Legal Update Memo No. 60-2020 – New Special Education Guidance (K-12)

Download pdf: 60-2020 – New Special Education Guidance (DLM)

On September 30, 2020, the California Department of Education (“CDE”) released new guidance (“Guidance”) related to the provision of supports and services to students with disabilities during the COVID-19 pandemic.  While the Guidance addressed cohorts, distance learning, assessments, drafting emergency conditions offers in IEPs, and the social emotional wellness of students, this brief legal update highlights some of the more informative components of the Guidance.

We have received questions from clients asking if the reduced minimum days this school year allows for a unilateral reduction in specialized academic instruction (“SAI”) minutes in students’ IEPs.  For example, if a student’s school day used to be six hours and is now four hours, and a student’s operative IEP included SAI of 1200 minutes a week, could the local education agency (“LEA”) unilaterally interpret the student’s minutes to now be reduced, by operation of the adoption of the new minimum school day, to require only a proportionate number of SAI minutes, i.e. 800 minutes per week of SAI instead of 1200 minutes?  It appears that the CDE has taken the position that IEP service minutes, including SAI, must be implemented with fidelity as set forth in the operative IEP.  The CDE has this to say on the subject:

Do the requirements for distance learning and instructional minutes in the FY 2020-21 school year impact Specialized Academic Instruction on a student’s IEP?

Specialized Academic Instruction (SAI) in a student’s IEP (including minutes), like all aspects of the IEP, is determined by the IEP team.  SAI is an instructional service and individualized based on student need.  LEAs are required to implement IEPs.

Therefore, when an LEA reduces its minimum day, they must either implement SAI as written in the IEP, or gain consent to an amendment to that IEP to change those minutes.[1]

In addition, the Guidance clarifies that cohort rules for special education students this year during distance learning apply to students who are ages 18-22:

Does the [California Department of Public Health “CDPH”] guidance related to cohorts apply to students age 18-22 participating in post-secondary programs that are provided through the K-12 school setting?

Yes.  LEAs may serve small cohorts of students with disabilities ages 18-22 consistent with the CDPH guidance.[2]

 The Guidance also addresses the subject of emergency condition offers within the IEP.  Recall that Senate Bill 98 added a requirement that IEPs include a description of services during emergency conditions.  Emergency conditions are outlined in Education Code section 46392 and include “fire, flood, impassable roads, epidemic, earthquake, the imminence of a major safety hazard as determined by the local law enforcement agency, and a strike involving transportation services to pupils provided by a non-school entity,” among other conditions.

The Guidance addresses, among other questions, when the emergency condition offer may be implemented:

Does an LEA need to wait 10 days before implementing the description of how the IEP will be implemented under emergency conditions IEP?

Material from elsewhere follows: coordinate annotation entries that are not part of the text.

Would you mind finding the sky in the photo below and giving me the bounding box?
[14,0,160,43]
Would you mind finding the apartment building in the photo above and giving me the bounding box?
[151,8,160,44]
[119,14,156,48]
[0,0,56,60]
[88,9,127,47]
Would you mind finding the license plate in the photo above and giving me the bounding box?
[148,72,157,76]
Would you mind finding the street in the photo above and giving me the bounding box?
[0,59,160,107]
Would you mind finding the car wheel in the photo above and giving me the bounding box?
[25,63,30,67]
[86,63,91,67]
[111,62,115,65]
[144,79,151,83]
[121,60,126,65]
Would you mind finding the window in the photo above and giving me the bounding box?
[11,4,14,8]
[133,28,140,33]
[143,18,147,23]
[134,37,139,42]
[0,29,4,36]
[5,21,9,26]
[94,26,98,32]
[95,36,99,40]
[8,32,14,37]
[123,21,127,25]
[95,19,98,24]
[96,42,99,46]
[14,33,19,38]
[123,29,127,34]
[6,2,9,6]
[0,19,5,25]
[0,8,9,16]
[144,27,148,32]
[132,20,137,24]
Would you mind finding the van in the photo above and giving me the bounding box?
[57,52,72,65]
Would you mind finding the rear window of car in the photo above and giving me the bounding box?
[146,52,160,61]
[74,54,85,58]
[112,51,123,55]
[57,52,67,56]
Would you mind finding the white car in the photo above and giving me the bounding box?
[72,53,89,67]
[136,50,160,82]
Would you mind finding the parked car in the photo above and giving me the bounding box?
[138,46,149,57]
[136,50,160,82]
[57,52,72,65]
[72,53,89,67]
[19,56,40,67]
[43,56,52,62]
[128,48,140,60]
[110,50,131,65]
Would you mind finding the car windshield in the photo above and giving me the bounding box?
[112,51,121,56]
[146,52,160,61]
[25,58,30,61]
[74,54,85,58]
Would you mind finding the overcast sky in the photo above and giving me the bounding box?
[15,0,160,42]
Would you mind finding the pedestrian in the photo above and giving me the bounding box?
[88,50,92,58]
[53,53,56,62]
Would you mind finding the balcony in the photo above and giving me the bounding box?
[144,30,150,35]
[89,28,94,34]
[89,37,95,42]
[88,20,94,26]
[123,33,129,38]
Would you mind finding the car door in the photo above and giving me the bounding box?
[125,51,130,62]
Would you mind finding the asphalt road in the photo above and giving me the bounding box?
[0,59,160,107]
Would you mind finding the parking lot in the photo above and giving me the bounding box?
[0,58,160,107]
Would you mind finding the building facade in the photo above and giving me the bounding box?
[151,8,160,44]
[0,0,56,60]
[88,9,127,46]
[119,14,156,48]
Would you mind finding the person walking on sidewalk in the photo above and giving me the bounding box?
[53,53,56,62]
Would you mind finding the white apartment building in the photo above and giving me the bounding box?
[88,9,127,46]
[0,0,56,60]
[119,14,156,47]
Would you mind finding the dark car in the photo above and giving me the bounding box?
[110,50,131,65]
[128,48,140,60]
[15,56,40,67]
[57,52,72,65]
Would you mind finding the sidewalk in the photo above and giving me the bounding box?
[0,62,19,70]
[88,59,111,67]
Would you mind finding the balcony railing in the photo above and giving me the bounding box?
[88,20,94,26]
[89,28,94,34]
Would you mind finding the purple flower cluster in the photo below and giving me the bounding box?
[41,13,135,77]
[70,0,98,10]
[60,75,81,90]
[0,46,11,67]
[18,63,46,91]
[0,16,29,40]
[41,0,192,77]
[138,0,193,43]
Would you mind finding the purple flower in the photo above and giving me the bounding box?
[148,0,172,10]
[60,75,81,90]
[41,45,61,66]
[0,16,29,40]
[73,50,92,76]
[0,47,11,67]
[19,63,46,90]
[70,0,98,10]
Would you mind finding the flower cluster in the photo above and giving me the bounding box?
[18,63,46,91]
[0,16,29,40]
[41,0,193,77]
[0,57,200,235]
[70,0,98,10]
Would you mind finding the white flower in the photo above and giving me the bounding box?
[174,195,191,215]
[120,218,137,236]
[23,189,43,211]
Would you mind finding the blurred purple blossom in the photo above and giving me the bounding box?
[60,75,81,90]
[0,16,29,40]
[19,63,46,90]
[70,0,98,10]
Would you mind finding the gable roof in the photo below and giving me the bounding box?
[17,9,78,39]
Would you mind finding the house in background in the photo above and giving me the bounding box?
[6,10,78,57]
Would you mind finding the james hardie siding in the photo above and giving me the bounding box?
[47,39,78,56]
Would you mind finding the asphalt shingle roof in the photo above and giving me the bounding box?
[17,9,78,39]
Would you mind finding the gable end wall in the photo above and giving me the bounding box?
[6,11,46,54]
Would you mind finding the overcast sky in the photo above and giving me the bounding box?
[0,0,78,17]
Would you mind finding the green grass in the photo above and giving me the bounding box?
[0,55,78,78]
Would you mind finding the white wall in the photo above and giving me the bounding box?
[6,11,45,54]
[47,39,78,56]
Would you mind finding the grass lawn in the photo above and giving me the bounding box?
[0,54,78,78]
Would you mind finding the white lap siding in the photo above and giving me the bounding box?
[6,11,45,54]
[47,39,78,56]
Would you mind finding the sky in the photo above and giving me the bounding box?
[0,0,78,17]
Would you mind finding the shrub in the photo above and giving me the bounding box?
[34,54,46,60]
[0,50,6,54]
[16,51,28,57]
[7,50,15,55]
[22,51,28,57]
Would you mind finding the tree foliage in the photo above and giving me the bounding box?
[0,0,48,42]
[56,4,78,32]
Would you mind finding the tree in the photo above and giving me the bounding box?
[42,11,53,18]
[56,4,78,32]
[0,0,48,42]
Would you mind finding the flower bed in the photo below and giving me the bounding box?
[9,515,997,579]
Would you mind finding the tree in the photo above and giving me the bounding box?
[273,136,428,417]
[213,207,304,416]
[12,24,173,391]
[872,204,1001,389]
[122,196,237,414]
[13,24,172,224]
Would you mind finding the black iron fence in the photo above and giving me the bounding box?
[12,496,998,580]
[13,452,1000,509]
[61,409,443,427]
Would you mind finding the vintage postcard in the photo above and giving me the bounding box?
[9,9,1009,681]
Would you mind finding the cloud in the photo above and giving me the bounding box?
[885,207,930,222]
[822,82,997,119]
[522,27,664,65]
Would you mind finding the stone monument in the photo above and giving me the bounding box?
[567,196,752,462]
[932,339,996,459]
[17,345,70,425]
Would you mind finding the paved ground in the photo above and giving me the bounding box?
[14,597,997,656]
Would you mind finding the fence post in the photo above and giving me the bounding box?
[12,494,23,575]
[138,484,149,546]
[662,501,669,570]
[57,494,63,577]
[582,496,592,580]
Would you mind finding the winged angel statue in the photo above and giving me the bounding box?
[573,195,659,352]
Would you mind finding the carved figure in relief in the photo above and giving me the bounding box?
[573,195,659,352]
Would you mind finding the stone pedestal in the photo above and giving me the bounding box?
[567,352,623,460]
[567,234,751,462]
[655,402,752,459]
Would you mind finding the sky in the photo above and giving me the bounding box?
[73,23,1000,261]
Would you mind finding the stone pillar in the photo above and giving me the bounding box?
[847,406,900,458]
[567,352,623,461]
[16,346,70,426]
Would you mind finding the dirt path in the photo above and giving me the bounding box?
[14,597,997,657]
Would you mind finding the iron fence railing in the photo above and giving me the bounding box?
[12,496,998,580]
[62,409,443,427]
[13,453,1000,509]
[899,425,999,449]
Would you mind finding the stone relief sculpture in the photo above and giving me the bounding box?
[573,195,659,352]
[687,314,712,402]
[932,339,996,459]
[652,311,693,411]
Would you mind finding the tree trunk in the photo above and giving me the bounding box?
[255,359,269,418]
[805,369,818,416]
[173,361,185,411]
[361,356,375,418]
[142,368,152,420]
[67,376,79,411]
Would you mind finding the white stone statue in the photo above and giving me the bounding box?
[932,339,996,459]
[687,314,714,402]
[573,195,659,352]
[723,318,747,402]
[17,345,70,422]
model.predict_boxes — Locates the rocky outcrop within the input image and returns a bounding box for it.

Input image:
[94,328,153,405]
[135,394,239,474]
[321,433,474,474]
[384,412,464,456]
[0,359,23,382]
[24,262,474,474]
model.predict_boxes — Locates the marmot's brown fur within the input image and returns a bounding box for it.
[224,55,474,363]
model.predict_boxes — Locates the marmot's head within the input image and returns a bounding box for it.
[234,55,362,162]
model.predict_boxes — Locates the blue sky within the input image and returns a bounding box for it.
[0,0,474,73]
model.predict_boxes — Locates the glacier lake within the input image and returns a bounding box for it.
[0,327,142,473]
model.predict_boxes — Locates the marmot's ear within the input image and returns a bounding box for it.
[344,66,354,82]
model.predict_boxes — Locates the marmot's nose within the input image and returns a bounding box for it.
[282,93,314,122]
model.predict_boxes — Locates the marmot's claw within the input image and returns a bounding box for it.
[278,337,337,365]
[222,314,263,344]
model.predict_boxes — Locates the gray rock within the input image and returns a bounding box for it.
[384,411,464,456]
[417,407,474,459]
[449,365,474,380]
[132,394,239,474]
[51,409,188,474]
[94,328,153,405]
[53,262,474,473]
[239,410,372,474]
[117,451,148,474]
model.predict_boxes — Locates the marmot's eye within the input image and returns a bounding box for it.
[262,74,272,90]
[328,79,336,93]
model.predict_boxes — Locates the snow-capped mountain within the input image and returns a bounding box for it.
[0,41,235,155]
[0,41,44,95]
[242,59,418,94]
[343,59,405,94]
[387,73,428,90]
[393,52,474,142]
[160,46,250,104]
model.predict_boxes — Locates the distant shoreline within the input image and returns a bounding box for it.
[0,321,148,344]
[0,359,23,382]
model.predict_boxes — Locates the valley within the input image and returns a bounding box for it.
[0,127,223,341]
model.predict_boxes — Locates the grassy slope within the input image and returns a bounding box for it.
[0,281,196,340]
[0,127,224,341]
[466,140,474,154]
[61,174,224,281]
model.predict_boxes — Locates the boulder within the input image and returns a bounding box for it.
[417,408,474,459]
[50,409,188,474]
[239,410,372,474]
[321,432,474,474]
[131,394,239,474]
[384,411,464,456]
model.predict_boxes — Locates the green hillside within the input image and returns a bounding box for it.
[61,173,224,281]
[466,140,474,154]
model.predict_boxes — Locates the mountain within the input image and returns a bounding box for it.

No.  If the LEA has good reason to believe that, due to emergency conditions [], instruction or services, or both, cannot be provided to the pupil either at the school or in person for more than 10 school days, the LEA may implement the provisions outlined in the description before 10 school days have elapsed.

 Please contact our office with questions regarding this Legal Update or any other legal matter.

The information in this Legal Update is provided as a summary of law and is not intended as legal advice.  Application of the law may vary depending on the particular facts and circumstances at issue.  We, therefore, recommend that you consult legal counsel to advise you on how the law applies to your specific situation.

 © 2020 School and College Legal Services of California

 All rights reserved.  However, SCLS grants permission to any current SCLS client to use, reproduce, and distribute this Legal Update in its entirety for the client’s own non-commercial purposes.

[1] Note that as of October 1, 2020, these minutes, when provided during distance learning, can now be entered with the service location of “Virtual Platform,” on Special Education Information System “SEIS.” More information about this may be found on the SEIS home page.